Pega Platform does not actually have any alerts for CPU utilization. In the platform, the management daemon runs every two minutes and queries Java runtime environment for (a) total cpu usage of the process [in seconds] (b) number of CPU's available. Management daemon tracks process cpu usage and last time check. The daemon calculates CPU usage by
(current process CPU usage in seconds - previous process CPU usage in seconds) / (time elapsed since last measurement) / (number of processors) * 100%
Example - let's say at 12:00:00 the daemon observed total CPU usage of 512.25 seconds and 4 cpu's available. At 12:02:00 daemon observed CPU usage of 622.25 seconds. Daemon would calculate
(622.25 cpu secs - 512.25 cpu secs) / 120 clock seconds / 4 cpu * 100% --> 25% CPU -- 120 cpu seconds used in 120 seconds on a box that should be able to provide 4 cpu seconds per clock second.
Management daemon sends a HLTH0001 message to AES / PDC, which then evaluates if that CPU usage is to be considered critical, warning or normal. In AES you can override those thresholds at node, system or global level.
So - check the data. If Java runtime and operating system are not agreeing, see if your JVM and OS are properly hotfixed
CPU utilization as reported to AES is accurate to what the Java runtime reports.

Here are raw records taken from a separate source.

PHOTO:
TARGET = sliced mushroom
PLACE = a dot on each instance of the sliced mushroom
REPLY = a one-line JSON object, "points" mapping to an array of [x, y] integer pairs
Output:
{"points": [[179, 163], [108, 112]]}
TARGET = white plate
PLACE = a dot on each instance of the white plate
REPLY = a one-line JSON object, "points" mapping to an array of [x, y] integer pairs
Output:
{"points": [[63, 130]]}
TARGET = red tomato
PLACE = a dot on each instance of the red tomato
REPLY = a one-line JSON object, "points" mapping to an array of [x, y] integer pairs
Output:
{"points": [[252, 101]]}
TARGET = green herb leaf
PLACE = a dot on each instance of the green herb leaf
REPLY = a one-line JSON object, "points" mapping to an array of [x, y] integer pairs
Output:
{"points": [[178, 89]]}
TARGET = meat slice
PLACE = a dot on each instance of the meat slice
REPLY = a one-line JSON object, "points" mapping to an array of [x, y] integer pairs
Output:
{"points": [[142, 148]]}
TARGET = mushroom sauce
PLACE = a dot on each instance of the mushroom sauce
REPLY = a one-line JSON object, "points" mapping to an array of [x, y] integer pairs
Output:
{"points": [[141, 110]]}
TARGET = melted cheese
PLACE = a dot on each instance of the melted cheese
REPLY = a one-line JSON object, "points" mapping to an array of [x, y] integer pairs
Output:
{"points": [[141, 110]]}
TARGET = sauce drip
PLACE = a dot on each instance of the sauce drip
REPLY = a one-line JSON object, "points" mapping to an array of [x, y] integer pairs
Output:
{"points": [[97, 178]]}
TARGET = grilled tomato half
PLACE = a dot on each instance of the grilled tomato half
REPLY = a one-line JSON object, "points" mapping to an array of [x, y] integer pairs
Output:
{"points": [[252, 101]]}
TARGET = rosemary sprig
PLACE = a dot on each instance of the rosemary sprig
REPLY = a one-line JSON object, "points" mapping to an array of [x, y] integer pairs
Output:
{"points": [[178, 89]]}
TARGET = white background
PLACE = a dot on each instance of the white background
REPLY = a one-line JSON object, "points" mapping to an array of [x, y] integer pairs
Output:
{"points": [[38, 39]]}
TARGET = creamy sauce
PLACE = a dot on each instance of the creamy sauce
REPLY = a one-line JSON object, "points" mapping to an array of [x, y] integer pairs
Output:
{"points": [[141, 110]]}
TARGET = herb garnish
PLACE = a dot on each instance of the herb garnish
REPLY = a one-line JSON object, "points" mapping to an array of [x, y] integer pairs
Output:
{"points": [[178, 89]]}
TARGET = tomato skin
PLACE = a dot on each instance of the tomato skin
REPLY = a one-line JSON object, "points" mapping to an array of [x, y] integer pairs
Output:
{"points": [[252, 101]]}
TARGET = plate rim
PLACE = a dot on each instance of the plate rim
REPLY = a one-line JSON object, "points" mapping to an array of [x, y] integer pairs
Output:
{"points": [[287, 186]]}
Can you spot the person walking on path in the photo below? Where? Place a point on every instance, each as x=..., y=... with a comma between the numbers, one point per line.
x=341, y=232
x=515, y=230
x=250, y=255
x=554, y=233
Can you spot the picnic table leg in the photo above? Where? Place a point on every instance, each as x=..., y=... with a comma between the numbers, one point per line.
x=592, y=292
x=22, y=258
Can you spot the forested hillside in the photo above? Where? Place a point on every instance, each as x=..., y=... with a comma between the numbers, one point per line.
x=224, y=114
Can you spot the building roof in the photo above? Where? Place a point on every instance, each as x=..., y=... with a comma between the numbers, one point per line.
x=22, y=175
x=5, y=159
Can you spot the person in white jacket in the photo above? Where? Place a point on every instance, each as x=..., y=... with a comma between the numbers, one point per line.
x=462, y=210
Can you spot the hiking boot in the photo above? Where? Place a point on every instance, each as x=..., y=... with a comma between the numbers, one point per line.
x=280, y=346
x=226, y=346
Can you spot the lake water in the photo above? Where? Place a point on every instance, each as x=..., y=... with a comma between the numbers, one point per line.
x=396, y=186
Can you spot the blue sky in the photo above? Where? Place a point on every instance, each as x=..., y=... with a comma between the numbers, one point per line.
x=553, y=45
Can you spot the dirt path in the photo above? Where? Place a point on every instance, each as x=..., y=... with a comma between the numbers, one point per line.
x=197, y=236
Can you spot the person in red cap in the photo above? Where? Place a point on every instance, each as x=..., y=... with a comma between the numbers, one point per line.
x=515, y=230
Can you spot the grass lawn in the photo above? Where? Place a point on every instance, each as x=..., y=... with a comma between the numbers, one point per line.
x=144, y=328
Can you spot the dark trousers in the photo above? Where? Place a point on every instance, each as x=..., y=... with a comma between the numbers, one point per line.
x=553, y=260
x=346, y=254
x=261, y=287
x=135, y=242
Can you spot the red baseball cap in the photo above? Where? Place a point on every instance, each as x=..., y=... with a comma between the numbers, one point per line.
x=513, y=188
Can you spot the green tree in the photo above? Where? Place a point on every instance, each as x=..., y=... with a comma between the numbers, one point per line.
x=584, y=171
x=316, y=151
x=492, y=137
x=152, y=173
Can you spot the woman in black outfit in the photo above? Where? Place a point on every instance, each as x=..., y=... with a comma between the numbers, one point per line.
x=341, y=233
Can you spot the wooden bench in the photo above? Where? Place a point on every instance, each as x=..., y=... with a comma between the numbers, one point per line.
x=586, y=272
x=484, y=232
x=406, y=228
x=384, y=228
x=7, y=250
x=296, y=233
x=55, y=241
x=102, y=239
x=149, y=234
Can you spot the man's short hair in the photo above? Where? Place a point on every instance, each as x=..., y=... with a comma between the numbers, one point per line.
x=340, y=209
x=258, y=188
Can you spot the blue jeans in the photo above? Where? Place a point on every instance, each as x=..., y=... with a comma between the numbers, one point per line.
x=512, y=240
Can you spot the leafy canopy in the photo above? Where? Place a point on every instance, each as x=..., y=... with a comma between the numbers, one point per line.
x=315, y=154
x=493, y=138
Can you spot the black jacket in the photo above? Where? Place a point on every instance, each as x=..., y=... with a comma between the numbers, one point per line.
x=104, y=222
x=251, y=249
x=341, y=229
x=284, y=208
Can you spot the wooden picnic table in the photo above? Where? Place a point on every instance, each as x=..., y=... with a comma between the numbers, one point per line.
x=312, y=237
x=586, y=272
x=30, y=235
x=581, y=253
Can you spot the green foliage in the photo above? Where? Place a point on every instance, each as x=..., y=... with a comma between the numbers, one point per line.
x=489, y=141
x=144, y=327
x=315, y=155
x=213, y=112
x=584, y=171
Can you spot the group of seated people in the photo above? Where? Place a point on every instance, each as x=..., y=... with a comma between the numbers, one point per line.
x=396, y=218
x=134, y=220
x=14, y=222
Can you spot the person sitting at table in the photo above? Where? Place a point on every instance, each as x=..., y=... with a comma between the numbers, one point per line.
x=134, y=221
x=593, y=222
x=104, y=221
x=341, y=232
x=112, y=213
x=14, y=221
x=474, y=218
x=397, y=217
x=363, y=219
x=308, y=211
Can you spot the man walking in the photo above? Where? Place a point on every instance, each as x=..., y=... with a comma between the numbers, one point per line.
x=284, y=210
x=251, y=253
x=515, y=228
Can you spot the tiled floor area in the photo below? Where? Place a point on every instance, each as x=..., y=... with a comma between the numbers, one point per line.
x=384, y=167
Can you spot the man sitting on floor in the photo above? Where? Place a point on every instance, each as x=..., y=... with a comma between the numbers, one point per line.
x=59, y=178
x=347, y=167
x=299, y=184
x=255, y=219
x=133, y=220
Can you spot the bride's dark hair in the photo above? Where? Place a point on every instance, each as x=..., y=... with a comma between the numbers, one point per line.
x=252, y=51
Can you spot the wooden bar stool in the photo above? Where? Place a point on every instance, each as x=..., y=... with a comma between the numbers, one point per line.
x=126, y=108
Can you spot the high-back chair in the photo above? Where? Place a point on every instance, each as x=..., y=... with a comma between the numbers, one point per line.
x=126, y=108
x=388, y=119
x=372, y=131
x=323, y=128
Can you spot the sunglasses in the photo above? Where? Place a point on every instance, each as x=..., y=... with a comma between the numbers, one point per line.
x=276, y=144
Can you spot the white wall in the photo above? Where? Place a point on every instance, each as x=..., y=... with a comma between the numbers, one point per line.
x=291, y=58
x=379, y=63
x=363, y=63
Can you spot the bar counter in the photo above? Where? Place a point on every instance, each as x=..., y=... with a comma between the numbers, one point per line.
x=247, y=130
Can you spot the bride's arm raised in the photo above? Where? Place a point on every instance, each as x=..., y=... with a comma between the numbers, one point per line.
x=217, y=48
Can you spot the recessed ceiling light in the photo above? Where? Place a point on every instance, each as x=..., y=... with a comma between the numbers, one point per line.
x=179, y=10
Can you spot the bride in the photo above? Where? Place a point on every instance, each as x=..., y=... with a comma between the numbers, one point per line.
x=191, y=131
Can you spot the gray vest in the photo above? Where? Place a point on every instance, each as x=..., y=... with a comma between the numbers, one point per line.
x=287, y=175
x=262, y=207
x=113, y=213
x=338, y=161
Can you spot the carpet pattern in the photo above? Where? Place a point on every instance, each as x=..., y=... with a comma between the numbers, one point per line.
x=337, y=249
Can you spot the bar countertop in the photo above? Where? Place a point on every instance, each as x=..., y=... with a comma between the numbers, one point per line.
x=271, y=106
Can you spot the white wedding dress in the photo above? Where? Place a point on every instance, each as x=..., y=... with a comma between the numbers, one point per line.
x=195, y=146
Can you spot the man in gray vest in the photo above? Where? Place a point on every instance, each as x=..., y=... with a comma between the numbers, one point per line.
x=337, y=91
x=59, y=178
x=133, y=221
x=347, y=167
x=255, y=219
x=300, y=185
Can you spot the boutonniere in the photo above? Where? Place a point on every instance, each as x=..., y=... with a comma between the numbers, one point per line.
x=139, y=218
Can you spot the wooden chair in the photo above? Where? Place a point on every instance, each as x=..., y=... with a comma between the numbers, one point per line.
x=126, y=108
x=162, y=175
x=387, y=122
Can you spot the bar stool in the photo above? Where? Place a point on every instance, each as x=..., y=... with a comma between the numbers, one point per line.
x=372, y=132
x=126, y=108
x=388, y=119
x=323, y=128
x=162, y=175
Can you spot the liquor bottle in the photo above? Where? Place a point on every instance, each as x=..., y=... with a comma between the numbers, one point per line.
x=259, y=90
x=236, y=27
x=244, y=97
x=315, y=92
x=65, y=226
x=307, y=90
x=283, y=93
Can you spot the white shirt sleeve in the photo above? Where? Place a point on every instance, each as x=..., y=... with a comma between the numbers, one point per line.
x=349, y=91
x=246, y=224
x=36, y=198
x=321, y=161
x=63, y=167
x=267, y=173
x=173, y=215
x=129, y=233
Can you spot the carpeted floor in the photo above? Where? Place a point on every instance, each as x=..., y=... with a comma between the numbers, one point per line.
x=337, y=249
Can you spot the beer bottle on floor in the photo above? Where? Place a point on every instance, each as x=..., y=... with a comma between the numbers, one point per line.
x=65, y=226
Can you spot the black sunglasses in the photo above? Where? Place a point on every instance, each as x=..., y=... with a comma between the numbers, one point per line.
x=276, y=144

What does the data in AES show?
If your monitoring tools report maximum CPU utilization of 2.5%, I question the monitoring tools. I'm not saying that the system is running high CPU, but it's equally unlikely that it runs so low all the time.
What is the hardware / virtual hardware platform? What operating system / virtual container? How many "CPU's" does the operating system report? How are your monitoring tools gathering data?
Do you have operating system access? Can you use ps or other commands to check the start-to-now cpu utilization (in seconds) of the java process and compare it to clock elapsed?
It's not urgent that the data sent to AES be fully accurate - or that you even let AES monitor CPU utilization [you can edit the decision table from the UI to always return "normal"] but the major discrepancy between what java and your other tools report is concerning.